Background: Atrial fibrillation affects 4% to 8% of individuals over 60 years of age based on studies of predominantly white populations, whether this is true among nonwhite individuals is not clear. This study was undertaken to define racial/ethnic differences in atrial fibrillation prevalence among a large community cohort.
Methods: This is a cross-sectional study. In 2008, there were 430,317 members aged 60 years or older in a large California health maintenance organization. By searching International Classification of Diseases, Ninth Revision codes and electronic electrocardiographic archives, we identified all members in this age group with primary, nonvalvular atrial fibrillation. Race/ethnicity data were assigned using health plan enrollment, service utilization, Asian/Hispanic surname and geocoding methods, and was available for 80.5% of members (79.8% of non-atrial fibrillation and 92% of atrial fibrillation), 99% of which were white, black, Asian, or Hispanic.
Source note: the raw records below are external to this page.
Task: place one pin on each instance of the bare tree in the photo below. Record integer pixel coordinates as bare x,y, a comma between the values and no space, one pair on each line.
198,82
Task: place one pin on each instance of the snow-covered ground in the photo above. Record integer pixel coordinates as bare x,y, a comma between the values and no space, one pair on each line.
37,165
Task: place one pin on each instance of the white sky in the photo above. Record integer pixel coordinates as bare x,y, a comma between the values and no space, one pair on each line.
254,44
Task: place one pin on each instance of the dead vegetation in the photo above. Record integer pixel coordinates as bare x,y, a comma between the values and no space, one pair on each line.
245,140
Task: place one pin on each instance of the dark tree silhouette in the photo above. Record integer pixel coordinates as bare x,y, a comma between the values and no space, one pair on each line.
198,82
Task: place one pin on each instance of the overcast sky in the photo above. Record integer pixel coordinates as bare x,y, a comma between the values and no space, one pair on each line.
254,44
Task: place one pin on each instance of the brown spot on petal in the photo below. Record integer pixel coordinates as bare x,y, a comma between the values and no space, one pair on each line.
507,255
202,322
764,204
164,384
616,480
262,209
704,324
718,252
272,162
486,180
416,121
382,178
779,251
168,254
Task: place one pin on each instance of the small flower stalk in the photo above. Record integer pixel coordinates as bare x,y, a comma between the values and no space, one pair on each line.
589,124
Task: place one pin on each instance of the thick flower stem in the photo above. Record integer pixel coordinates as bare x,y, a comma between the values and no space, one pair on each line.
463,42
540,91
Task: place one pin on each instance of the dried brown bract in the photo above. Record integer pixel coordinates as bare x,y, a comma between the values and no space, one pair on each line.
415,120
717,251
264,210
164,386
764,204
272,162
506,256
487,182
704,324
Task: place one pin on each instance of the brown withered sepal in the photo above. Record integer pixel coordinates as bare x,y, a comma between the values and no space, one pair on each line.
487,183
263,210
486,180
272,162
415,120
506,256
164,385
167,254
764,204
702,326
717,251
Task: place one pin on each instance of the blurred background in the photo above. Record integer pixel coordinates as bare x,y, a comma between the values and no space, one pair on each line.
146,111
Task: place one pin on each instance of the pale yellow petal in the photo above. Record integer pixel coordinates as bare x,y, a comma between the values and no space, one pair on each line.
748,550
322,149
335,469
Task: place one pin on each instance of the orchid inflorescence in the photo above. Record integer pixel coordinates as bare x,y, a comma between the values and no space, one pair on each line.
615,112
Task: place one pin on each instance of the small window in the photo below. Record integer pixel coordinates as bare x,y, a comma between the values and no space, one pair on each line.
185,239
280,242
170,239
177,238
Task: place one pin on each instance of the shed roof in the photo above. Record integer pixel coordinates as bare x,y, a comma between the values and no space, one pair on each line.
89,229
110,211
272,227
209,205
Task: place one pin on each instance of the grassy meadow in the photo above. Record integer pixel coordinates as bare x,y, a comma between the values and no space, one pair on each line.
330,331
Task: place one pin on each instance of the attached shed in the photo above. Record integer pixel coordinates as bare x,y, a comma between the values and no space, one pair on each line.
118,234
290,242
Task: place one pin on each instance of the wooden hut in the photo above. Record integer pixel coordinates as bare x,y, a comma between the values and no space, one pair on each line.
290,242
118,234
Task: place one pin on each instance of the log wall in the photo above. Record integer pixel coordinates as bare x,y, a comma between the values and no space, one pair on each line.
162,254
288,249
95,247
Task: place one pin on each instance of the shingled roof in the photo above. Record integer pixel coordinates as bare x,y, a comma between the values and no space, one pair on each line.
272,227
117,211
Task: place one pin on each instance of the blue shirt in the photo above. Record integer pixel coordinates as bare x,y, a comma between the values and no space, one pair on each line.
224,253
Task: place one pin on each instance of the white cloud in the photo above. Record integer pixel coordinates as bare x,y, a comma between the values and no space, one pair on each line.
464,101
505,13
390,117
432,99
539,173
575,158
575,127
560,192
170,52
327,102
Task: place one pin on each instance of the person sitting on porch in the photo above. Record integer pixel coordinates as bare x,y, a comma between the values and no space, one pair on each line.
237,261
We assessed the age- and gender-specific atrial fibrillation prevalence rates for each racial/ethnic group. The effect of race/ethnicity on atrial fibrillation was analyzed with logistic regression methods adjusting for potential confounders.
Results: The overall atrial fibrillation prevalence was 5.3%. Among members with assigned race/ethnicity data, the prevalence among whites, blacks, Asians, and Hispanics was 8.0%, 3.8%, 3.9%, and 3.6%, respectively. The adjusted odds ratios (95% confidence intervals) of atrial fibrillation among blacks, Asians, and Hispanics with whites as referent were 0.49 (0.47-0.52), 0.68 (0.64-0.72), and 0.58 (0.55-0.61), respectively.
Conclusions: Atrial fibrillation is less prevalent in older nonwhite individuals than whites. White race/ethnicity is associated with significantly greater odds for atrial fibrillation compared to blacks, Asians, and Hispanics, after adjusting for comorbidities associated with the development of atrial fibrillation.